In many different situations we have to rely on indicators to assess the existence of a specific condition that cannot itself be measured. For example, in nutritional sciences, indicators such as weight/height and skinfold are used to asses the presence of malnutrition or obesity. When an indicator only has two different responses possible, the following table can be set up to illustrate its accuracy:

                         TRUTH
                    Yes    |    No
                  _________|_________
          High   |         |         |
                 |   a     |    b    | 
INDICATOR        |___________________| 
                 |         |         |
          Low    |   c     |    d    |
                 | ________|_________|

Sensitivity is defined as the ratio a/a+c and specificity as d/b+d. To be useful, an indicator should have high sensitivity and specificity.

We often encounter indicators that can take on a continuous range of values. In this case, we can generate a large number of these tables by choosing different cut-off points between "high" and "low". Each of these tables is then accompanied by a measure of sensitivity and specificity. When sensitivity is plotted against 1-specificity we obtain a curve which is called an ROC (Receiver Operating Characteristic) curve.

                 |          * /
                 |      *   /
                 |    *   /
        sens  |  *   /
                 | *  /
                 |* /
                 |/______________ 
                      1-spec

The diagonal line represents chance. A curve that is well above the diagonal line means that an indicator is accurate. Graphing an ROC curve gives a good visual representation of accuracy, but often a numerical measure of accuracy is useful as well. Several different measures of accuracy have been developed, but the easiest one is the area under the ROC curve. This measure will vary between 0.5 and 1. An area of 0.5 represents the diagonal, attained when no discrimination exists or by chance alone. An area of 1 represents the perfect indicator.

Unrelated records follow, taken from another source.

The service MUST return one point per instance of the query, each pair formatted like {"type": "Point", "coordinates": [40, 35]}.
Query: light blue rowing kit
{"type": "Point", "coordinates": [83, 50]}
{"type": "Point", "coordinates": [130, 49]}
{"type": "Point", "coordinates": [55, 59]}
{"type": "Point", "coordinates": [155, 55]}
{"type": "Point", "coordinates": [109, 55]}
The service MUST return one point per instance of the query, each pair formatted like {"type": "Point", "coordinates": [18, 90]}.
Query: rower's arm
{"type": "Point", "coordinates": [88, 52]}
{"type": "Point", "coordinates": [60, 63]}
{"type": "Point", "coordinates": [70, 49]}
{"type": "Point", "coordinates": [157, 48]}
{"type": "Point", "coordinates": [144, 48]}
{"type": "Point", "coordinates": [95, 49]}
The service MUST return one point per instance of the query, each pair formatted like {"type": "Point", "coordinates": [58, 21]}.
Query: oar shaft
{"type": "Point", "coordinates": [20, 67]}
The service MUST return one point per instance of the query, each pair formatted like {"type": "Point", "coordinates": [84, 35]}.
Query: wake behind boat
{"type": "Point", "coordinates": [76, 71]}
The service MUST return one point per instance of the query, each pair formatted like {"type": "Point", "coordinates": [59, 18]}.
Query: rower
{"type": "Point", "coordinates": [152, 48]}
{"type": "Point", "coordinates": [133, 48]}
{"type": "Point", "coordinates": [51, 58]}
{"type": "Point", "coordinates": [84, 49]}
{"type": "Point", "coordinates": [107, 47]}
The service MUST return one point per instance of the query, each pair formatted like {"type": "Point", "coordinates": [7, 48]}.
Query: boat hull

In logistic regression, ROC curves are very useful for evaluating the predictive accuracy of a chosen model. The predicted values generated by the logistic model can be viewed as a continuous indicator to be compared to the observed binary response variable.

In the statistical software STATA, you can request the ROC curve and the area under the curve after running a logistic regression. In SAS, the area under the curve is labeled "c", and is given in the proc logistic output . In SPSS you can save the predicted probabilities and then plot the ROC curve and obtain the area under the curve in the Graphs>ROC Curves menu.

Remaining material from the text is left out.